R4: Der Einzelne ist ein wichtiger Gegner seiner selbst in JQVI.

Das Lebensqualitätsspiel IV


In der Biosphäre sucht der Einzelne nach Ressourcen, um seine Lebensqualität entsprechend seiner psychologischen Konstitution zu erhalten oder zu verbessern. Wir nehmen in JQVI ein Teilspiel an, in dem die Spieler die psychologischen Faktoren des Individuums sind, einschließlich des Individuums selbst, die bei der Definition, Auswahl, Organisation und Verwendung dieser Faktoren eine Rolle spielen.

Die Psyche zeigt, während sie sich bewegt, die Richtung der Interessen des Individuums. Wir können uns auf Carl Gustav Jung stützen, um uns zwei allgemeine Arten von psychischer Disposition vorzustellen. Das Subjekt hat zwei grundsätzliche Tendenzen zum Objekt. Der Introvertierte neigt dazu, sich vom Objekt zu entfernen und es zu abstrahieren, als ob es sicher sei, dass es von geringem Wert ist. Der Extrovertierte neigt dazu, sich dem Gegenstand zu nähern und seine Bedeutung zu bekräftigen, als würde er Zweifel an seinem ausreichenden Wert ausgleichen. Wir können uns andere Zwischentypen mit Unterschieden nur im Grad der Tendenz der Psyche vorstellen, sich vom Objekt weg oder näher zu bewegen.
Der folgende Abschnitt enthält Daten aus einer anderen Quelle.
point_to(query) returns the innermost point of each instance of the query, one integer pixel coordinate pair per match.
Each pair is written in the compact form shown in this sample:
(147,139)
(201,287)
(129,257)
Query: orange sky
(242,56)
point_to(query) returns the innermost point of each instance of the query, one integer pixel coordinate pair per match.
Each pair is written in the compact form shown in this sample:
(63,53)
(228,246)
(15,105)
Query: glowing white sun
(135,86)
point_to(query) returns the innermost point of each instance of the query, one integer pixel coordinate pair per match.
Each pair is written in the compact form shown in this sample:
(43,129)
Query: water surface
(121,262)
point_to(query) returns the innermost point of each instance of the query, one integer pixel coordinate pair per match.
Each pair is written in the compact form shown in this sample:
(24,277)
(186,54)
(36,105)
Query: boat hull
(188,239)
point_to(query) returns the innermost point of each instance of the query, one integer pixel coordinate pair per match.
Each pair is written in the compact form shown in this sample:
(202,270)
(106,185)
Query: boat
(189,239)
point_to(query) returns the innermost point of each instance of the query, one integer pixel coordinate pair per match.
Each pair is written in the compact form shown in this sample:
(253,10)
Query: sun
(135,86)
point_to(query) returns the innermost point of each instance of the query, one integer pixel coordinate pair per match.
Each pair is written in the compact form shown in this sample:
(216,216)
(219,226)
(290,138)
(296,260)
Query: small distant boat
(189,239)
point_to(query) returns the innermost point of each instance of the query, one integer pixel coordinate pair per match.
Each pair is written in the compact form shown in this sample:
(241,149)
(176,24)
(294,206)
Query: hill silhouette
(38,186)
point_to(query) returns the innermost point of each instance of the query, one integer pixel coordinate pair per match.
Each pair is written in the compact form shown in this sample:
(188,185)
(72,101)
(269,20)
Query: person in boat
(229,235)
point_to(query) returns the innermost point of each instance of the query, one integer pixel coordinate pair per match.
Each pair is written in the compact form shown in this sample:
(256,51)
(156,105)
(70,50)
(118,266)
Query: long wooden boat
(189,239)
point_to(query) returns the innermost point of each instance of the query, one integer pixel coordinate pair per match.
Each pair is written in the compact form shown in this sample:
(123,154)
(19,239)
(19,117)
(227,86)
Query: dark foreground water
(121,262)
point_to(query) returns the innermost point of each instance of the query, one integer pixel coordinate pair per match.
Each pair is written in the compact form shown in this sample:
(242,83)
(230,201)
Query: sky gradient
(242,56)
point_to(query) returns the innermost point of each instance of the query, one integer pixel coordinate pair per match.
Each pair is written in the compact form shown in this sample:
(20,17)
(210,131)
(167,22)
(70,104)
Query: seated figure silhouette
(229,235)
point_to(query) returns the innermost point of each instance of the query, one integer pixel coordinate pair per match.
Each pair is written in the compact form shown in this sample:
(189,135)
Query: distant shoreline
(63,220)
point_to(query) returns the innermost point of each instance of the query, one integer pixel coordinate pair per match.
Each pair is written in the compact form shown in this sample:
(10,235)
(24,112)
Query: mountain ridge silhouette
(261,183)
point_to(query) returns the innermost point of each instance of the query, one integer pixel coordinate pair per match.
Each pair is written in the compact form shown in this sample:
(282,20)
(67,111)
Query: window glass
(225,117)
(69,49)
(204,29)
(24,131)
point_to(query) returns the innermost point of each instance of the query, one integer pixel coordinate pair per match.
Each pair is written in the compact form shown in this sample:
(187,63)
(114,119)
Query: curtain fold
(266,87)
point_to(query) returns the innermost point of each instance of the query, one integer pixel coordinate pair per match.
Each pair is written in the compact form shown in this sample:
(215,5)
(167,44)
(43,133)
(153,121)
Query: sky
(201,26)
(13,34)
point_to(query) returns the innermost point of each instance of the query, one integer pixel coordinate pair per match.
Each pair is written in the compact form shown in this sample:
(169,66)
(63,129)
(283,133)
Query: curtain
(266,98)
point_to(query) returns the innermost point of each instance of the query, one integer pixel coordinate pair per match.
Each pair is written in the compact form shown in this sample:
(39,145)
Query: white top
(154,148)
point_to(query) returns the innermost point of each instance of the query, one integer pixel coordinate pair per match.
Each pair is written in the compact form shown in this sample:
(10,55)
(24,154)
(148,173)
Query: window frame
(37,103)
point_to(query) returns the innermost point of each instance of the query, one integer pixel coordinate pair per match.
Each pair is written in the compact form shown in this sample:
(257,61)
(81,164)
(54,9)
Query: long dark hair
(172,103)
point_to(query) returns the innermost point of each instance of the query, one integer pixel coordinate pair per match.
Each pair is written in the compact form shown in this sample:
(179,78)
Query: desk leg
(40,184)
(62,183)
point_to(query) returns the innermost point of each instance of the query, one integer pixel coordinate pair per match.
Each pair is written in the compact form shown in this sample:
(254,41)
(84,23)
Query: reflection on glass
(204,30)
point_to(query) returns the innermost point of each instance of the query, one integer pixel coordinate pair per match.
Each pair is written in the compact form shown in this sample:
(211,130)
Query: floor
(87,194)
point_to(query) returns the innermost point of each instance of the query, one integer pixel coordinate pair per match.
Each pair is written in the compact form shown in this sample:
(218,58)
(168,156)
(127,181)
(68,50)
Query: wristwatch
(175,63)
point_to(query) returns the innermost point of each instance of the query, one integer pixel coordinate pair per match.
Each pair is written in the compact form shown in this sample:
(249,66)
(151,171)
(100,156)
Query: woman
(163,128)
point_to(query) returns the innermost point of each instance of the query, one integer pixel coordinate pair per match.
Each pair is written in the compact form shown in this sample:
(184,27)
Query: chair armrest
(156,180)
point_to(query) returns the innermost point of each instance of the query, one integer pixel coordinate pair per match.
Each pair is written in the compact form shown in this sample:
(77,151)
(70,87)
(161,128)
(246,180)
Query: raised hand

Die Psyche agiert im psychologischen Teilspiel des Individuums in Form der unbewussten und bewussten Spieler. Ihre introvertierte oder extrovertierte Strategie wird vom Unbewussten gewählt. Das ist in der Psyche viel weiter als im Bewusstsein. Die biologische Anpassung an das Objekt erfolgt durch das Unbewusste aus der Konzeption des Subjekts heraus, während das Bewusstsein bis zu dem Moment geformt wird, in dem sich das Subjekt als Individuum versteht.

Daher konnte sich der Einzelne im folgenden inneren Teilspiel sehen. Er ist gezwungen, mit Gegenständen umzugehen und tut dies, seit er als Psyche konstituiert wurde, das heißt als eine Art lebensfähiger Materie. Man kann besser oder schlechter leben. Leben ist nicht nur der Umgang mit Gegenständen, sondern der Umgang mit sich selbst. Seine Disposition gegenüber dem Objekt ist mehr oder weniger stark von Annäherung oder Entfernung. Sie können also zwei Arten von Strategien wählen: introvertiert oder extrovertiert.

Für ihn ist er gezwungen, sein Bewusstsein, das sich seit Urzeiten entwickelt hat, mit seinem Unbewussten zu konfrontieren, das immer an seiner als sein Körper betrachteten Materie haftet.

Das Leben ist das Ergebnis der Anpassung der Psyche an die Objekte der Welt und an sich selbst. Psyche ist eine Sache, die sich selbst darstellen kann, das heißt, ihre Möglichkeiten oder Instinkte für sich selbst darstellen kann. Woher weiß der Hund, ob er angreift oder mit dem Schwanz wedelt? Woher weiß die Kakerlake, ob sie davonläuft oder den Rest der menschlichen Nahrung ruhig untersucht? Diese Wesen könnten nicht auf zwei verschiedene Arten handeln, wenn sie nicht ihre Möglichkeiten oder Instinkte repräsentieren würden, das heißt, wenn sie nicht die Psyche wären. Das menschliche Individuum ist jedoch eine Psyche mit einer zusätzlichen Fähigkeit, genau die Repräsentationen seiner Möglichkeiten oder Instinkte für sich selbst darzustellen. Diese Darstellung der oberen oder zweiten Ebene kann die Darstellungen der unteren oder ersten Ebene strukturieren.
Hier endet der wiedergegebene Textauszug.